Вспомните, как могли на месяц отложить заседание только для того, чтобы сохранить пятый номер.
Ведь любое действие имеет какое-то логическое объяснение. Да потому, что все присяжные ввиду того, что они были полностью, считаю, зависимы (кто-то через работу, кто-то через службу, кто-то через деньги – но они были все зависимы), стояла задача ни в коем случае не допустить, чтобы кто-то из присяжных вышел из коллегии.
Я, может, повторюсь, но дело заказное, но даже здесь мы должны понимать, что, кроме заказа, отрабатывался механизм, как можно сегодня перераспределять материальные ресурсы путем посадки людей.

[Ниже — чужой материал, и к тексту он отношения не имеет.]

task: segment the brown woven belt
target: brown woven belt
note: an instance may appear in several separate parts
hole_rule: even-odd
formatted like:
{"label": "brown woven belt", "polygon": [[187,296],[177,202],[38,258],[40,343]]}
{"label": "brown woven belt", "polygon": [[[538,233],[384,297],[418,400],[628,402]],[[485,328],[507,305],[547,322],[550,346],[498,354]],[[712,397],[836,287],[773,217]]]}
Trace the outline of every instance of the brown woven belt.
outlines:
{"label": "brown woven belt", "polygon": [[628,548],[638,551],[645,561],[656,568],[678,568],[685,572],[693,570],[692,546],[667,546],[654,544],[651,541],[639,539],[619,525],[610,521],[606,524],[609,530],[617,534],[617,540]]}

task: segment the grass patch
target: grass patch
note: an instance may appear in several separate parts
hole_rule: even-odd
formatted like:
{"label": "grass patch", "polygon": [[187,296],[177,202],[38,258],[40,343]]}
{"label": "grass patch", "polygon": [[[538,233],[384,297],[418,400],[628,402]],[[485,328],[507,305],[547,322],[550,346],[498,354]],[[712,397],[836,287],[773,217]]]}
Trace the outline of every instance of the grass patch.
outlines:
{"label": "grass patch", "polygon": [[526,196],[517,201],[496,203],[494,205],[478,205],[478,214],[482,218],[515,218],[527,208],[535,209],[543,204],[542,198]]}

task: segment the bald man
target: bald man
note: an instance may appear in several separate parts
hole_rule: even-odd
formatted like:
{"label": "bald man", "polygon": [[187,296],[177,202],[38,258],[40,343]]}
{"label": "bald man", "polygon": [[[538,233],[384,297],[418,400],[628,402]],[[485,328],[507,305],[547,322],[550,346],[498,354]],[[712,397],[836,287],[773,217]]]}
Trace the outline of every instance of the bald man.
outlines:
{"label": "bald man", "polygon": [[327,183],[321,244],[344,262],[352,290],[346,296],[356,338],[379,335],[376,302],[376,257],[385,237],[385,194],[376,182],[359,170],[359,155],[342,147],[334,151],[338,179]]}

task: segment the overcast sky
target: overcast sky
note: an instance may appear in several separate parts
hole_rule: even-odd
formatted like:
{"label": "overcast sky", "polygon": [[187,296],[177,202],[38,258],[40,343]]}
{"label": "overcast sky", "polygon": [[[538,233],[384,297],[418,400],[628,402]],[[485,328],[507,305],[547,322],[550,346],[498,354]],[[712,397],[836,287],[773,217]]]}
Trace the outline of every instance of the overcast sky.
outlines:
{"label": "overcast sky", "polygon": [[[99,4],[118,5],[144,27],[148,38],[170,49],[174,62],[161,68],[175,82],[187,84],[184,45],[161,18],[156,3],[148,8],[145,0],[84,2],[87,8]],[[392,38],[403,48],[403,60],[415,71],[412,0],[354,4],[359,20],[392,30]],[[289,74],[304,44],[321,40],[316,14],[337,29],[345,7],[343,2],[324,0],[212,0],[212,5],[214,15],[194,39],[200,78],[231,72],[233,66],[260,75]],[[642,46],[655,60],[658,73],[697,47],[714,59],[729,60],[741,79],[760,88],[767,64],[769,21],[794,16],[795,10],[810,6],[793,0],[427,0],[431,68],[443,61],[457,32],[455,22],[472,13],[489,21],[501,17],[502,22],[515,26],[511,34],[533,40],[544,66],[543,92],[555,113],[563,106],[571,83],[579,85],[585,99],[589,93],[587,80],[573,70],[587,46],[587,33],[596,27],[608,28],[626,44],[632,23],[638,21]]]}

Ведь беда в чем, будучи несогласованным губернатором, я очень сильно мешал структурам, скажем так, пользоваться благами, которые принадлежали всем жителям Хабаровского края. Ну, была отработанная схема, где каждый кормился с определённого куска, но пришёл новый губернатор и сказал, что так больше не будет, и будете платить налоги в бюджет Хабаровского края. А мы будем давать детям бесплатные обеды, мы будем делать перелёты, строить дома, поликлиники и всё остальное. Задача стояла очень простая – в 2023 году уйти не с деньгами (как сказал прокурор, что я жадный), им этого не понять – задача стояла уйти, но остаться в памяти.

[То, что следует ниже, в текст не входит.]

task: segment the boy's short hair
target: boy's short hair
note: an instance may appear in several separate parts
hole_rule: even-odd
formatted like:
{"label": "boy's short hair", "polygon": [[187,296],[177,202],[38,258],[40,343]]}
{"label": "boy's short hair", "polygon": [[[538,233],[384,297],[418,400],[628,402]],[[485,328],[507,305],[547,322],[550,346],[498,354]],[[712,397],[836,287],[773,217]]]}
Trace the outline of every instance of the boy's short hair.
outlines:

Я не цеплялся за власть, я не держался – люди попросили. Воспитание не позволило отказать, хотя меня предупредили за два дня до выборов, что есть два пути – либо предать (всё предать) и пойти на сделку, либо тюрьма. Ну, я выбрал тюрьму...
Как любит говорить один новый руководитель: дела важнее слов. Надо просто делать – люди сами рассудят. Ну, сидим...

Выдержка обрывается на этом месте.